Él recibió la frase sin defenderse.

«Entendido.»

Y cumplió.

Eso fue lo que permitió que Gwen empezara a confiar otra vez.

No en el apellido.

En la persona.

Una tarde, Hazel encontró a su madre revisando algunas cosas que habían logrado sacar de la antigua casa.

«¿Dónde está tu pulsera roja?»

Gwen dejó de mover una caja.

«La rompí.»

«¿Por qué?»

Gwen pensó en explicarle los seis años, la promesa, el orgullo, el miedo de aceptar ayuda y todas las veces que se había convencido de que resistir un día más era lo mismo que proteger a su hija.

Hazel tenía cinco años.

No necesitaba cargar con esa historia.

«Porque ya no la necesitaba.»

«¿Estaba fea?»

Gwen sonrió.

«No. Solo había terminado su trabajo.»

Hazel aceptó la explicación y regresó a sus juguetes.

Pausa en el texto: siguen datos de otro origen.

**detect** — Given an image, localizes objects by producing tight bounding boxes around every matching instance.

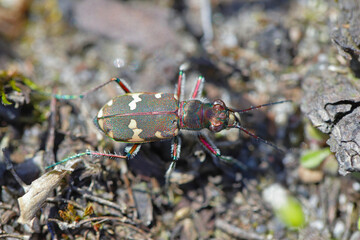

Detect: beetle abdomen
[95,93,178,143]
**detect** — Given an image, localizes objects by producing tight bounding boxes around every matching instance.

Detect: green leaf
[275,197,306,228]
[300,148,331,169]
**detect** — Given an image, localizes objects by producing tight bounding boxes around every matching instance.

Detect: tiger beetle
[47,67,290,186]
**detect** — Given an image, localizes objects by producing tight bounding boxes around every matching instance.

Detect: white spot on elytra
[129,93,141,110]
[98,109,104,118]
[128,119,144,142]
[107,99,114,107]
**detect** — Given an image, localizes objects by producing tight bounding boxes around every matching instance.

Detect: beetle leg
[190,76,205,99]
[175,70,185,102]
[165,136,181,188]
[125,143,141,159]
[198,133,235,163]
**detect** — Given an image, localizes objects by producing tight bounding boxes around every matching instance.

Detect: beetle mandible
[48,70,289,185]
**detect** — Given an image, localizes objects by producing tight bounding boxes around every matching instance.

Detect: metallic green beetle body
[94,93,179,143]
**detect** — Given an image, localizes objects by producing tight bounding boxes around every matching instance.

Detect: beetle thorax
[179,100,229,132]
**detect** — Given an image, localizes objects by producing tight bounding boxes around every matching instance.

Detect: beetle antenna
[230,100,292,113]
[234,123,284,153]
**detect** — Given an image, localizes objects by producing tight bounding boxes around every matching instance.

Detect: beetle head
[208,99,240,132]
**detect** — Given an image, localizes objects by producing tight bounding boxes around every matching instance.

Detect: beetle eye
[213,99,226,108]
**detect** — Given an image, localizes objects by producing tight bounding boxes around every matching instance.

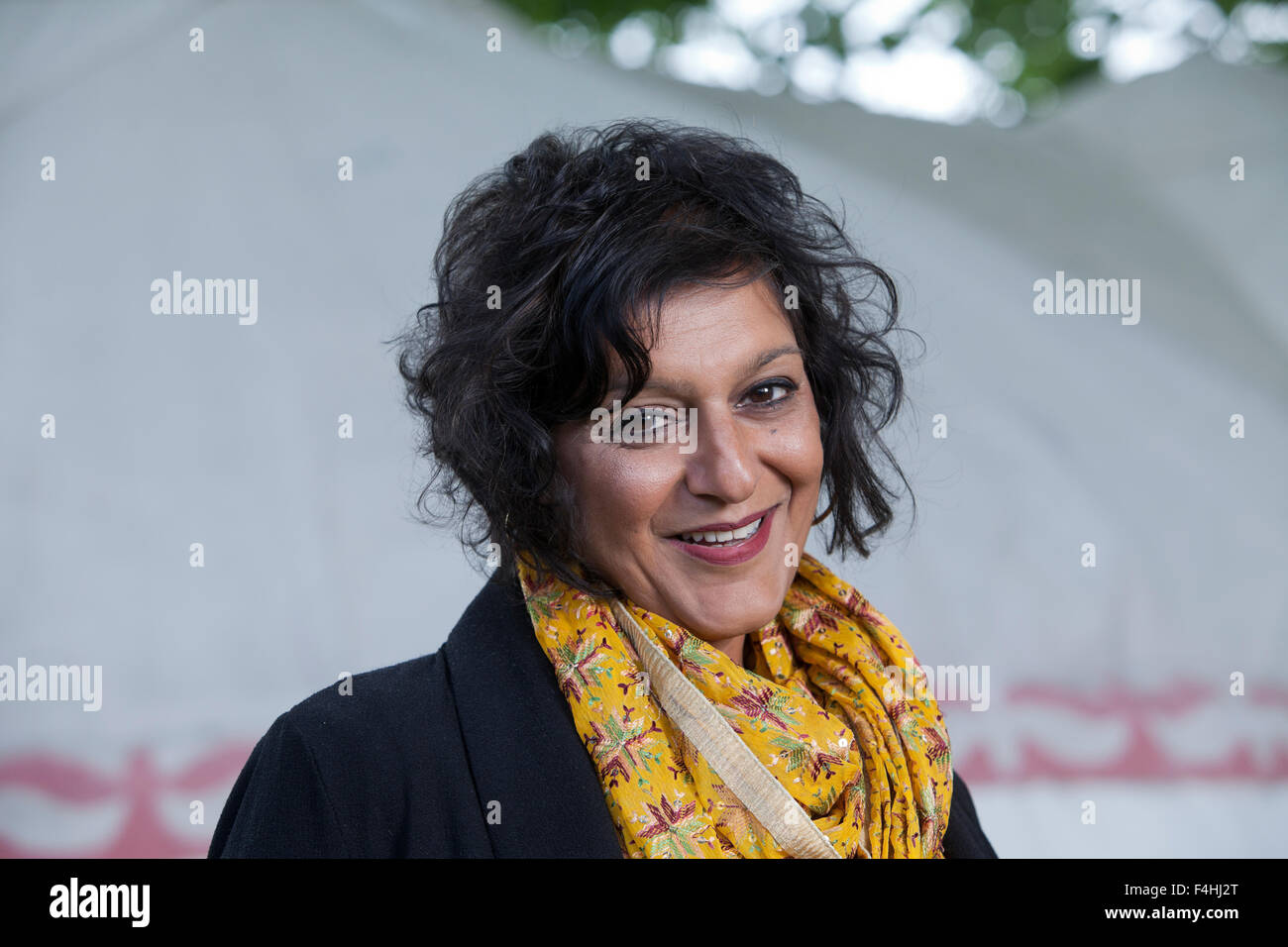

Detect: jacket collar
[443,575,622,858]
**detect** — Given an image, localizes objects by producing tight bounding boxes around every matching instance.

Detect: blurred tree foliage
[488,0,1288,118]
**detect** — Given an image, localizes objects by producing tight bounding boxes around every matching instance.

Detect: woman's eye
[747,380,796,404]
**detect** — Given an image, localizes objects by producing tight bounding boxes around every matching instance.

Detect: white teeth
[680,517,765,545]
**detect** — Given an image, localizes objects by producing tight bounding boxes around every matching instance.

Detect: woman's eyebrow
[608,346,805,398]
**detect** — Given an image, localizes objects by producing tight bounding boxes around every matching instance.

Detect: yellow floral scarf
[519,553,953,858]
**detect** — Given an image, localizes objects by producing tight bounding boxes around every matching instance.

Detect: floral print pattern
[519,553,953,858]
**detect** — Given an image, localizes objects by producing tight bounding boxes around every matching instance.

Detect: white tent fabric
[0,0,1288,857]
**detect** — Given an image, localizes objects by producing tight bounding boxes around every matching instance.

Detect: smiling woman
[210,121,995,858]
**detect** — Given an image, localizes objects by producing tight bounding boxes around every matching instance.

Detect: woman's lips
[666,506,778,566]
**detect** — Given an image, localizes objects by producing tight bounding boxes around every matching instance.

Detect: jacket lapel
[443,576,622,858]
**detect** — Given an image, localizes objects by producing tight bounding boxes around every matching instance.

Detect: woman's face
[555,279,823,664]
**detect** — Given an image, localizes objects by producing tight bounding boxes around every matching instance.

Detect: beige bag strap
[612,599,849,858]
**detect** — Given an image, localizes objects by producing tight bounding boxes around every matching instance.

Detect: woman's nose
[680,407,757,504]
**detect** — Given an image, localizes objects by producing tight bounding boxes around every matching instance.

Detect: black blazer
[209,576,997,858]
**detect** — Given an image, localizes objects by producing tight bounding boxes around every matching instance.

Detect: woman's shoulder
[209,652,482,858]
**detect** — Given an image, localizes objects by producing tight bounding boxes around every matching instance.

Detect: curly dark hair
[390,120,915,595]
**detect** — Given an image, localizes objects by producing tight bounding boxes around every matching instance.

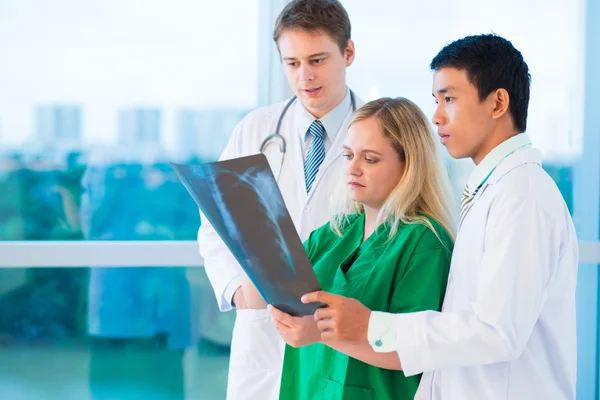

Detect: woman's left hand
[267,304,321,347]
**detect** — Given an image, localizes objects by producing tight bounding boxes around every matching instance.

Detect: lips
[438,131,450,144]
[348,181,365,188]
[302,86,322,97]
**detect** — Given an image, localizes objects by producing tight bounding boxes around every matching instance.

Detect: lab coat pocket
[230,309,285,372]
[325,379,375,400]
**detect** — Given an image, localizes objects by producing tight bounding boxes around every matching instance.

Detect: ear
[491,89,510,119]
[344,40,354,67]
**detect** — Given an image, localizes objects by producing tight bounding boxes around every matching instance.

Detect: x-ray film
[171,154,320,316]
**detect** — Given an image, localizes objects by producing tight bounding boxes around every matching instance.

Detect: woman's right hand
[267,304,321,347]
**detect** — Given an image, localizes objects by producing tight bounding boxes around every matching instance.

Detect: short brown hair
[273,0,351,53]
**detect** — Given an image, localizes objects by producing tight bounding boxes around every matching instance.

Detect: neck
[471,128,519,165]
[305,86,348,119]
[363,206,379,242]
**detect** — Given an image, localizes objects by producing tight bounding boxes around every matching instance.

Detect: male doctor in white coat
[303,35,578,400]
[198,0,362,400]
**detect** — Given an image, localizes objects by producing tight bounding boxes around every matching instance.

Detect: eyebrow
[283,52,331,61]
[431,86,456,97]
[344,146,383,156]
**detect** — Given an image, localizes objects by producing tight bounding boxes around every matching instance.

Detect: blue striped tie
[304,119,325,193]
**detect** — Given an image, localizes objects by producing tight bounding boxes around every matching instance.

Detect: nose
[300,63,315,81]
[431,103,448,126]
[348,157,362,176]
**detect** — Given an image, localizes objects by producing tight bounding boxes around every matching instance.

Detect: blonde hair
[330,97,455,240]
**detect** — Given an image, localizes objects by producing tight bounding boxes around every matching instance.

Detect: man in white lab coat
[198,0,362,400]
[303,35,578,400]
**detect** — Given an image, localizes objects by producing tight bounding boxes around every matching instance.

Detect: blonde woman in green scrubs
[269,98,453,400]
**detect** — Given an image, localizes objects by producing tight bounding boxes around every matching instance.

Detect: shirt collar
[467,133,531,195]
[295,89,352,142]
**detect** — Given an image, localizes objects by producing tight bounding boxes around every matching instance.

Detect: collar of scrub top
[467,133,531,196]
[294,89,352,143]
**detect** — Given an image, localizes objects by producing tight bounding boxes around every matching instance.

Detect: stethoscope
[260,90,356,182]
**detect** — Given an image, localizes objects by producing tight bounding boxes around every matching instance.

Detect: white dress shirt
[369,134,578,400]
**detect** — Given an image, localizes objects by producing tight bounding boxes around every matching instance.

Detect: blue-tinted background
[0,0,600,400]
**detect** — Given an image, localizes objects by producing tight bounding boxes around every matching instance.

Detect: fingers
[300,291,341,305]
[314,307,336,321]
[317,319,336,333]
[267,304,297,327]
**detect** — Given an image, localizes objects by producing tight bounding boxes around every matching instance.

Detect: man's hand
[233,286,248,310]
[267,304,321,347]
[302,291,371,343]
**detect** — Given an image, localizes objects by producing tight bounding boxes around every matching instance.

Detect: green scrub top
[279,214,453,400]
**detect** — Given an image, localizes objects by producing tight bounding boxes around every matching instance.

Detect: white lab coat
[394,149,578,400]
[198,92,362,400]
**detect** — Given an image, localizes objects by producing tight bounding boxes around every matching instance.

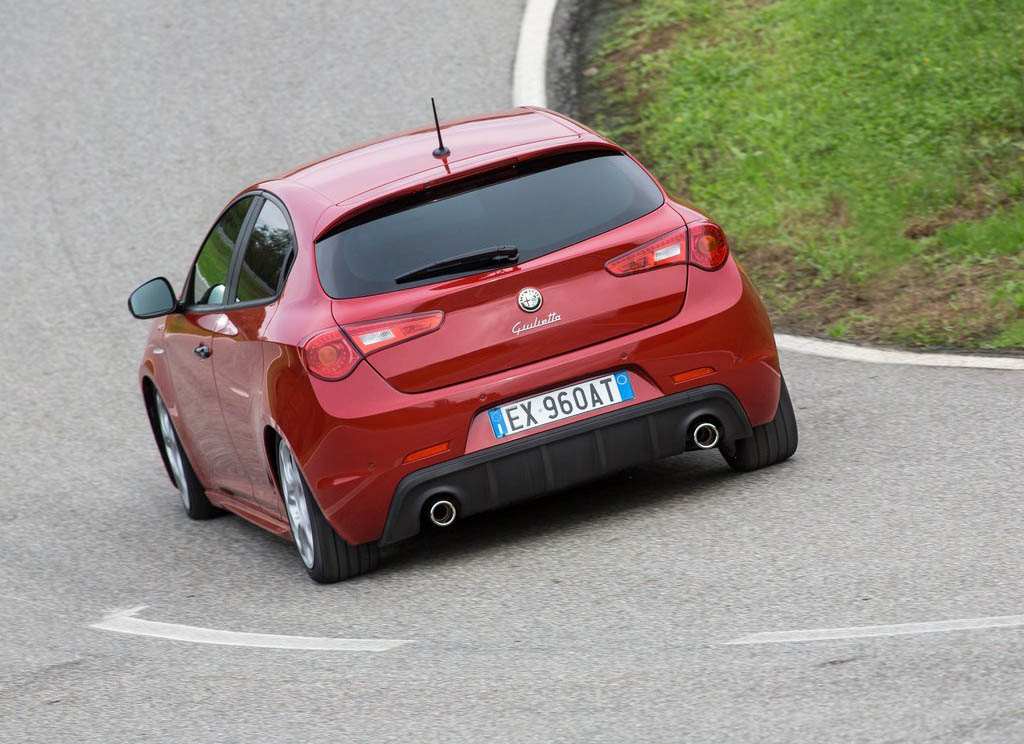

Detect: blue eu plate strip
[615,373,636,400]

Gwen siguió sacando cosas.

En el fondo de una bolsa encontró el teléfono negro.

El mismo que había escondido durante seis años debajo de una tabla.

Lo sostuvo unos segundos.

Durante mucho tiempo aquel aparato había sido su última puerta de salida, una puerta que se negaba a abrir porque hacerlo significaba admitir que el matrimonio que había defendido ya no existía.

Ahora era solo un teléfono.

Lo conectó a un cargador sobre la mesa de la cocina.

No lo escondió.

Esa noche, Hazel llegó corriendo con un dibujo para enseñárselo a su abuelo y Gwen utilizó ese mismo teléfono para llamarlo.

La niña habló durante varios minutos, enseñando el papel demasiado cerca de la cámara y riéndose cada vez que su abuelo fingía no entender qué había dibujado.

Cuando terminaron, Gwen dejó el aparato sobre la mesa.

A la mañana siguiente seguía ahí, junto a una taza, unas ligas para el cabello de Hazel y las llaves de la casa.

A plena vista.

Hazel apareció todavía en pijama, tomó una de las llaves y preguntó:

«¿Esta es nuestra?»

Gwen miró la llave en su mano.

«Sí.»

Hazel la dejó otra vez sobre la mesa y se fue a buscar el desayuno.

Gwen no movió el teléfono.

Tampoco guardó la llave.

Por primera vez en seis años, ninguna de las dos cosas necesitaba un escondite.